As the economy continues to show more signs of a slowdown, we can’t help but notice increasing volatility in the month-to-month readings of various statistics. The latest government data on housing construction starts is a great example of this. After a big jump in August, starts dropped in September by 9.4% – a larger than normal amount – from the revised rate in August.
See the surprising slump in housing starts…
In August, housing starts performed a surprising surge, jumping a huge 12.3% to 1.364 million units on a seasonally adjusted annual rate. This was the highest rate of housing construction since 2007. No one knew quite what to make of that. Most reports suggested that the main reason for the jump was the continued low mortgage rates stimulating demand.
The month before, July, had shown a decline in starts to 1.215 million units…with shortages of land and labor blamed for the decline. Then the big jump in August…
September Starts Off 9.4%
In September, housing construction fell to a rate of 1.256 million or 9.4% below the revise August rate of 1.386 million units. However, this rate remains slightly above (+1.6%) the 1.236 million rate of September 2018.
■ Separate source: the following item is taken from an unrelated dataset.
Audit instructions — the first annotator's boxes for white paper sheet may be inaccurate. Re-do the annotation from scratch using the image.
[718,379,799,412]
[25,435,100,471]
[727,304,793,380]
The sub-category single-family housing starts in September came in at 918,000 units. This is essentially flat (up just 0.3%) with the 915,000 units in August. In my opinion, single-family housing construction is the statistic that is most meaningful to the custom integration industry.
All Three Major Indexes Fell
It is notable in this month’s report from the government that all three major measures of the health of the housing construction segment – a major indicator on the health of the overall economy – showed declines. This includes not only starts (-9.4%), but permits (-2.7%), and housing completions (-9.7%).
Particularly in the case of permits index, this decline can be concerning, as the permits reading is considered to be a leading indicator of where the market is headed. In this case, that suggests the market is headed yet lower.
All Major Regions Saw Construction Decline
All four geographic regions showed declines in housing starts. The worst case was the Northeast, with a stunning 34.3% decline. This was followed by the Midwest, which showed a 18.9% drop in housing starts. After these came the South, at a 4% drop, and finally the West with a more modest 1.9% decline.
Economic data is getting increasingly volatile which, in and of itself, suggests some kind of major change is coming.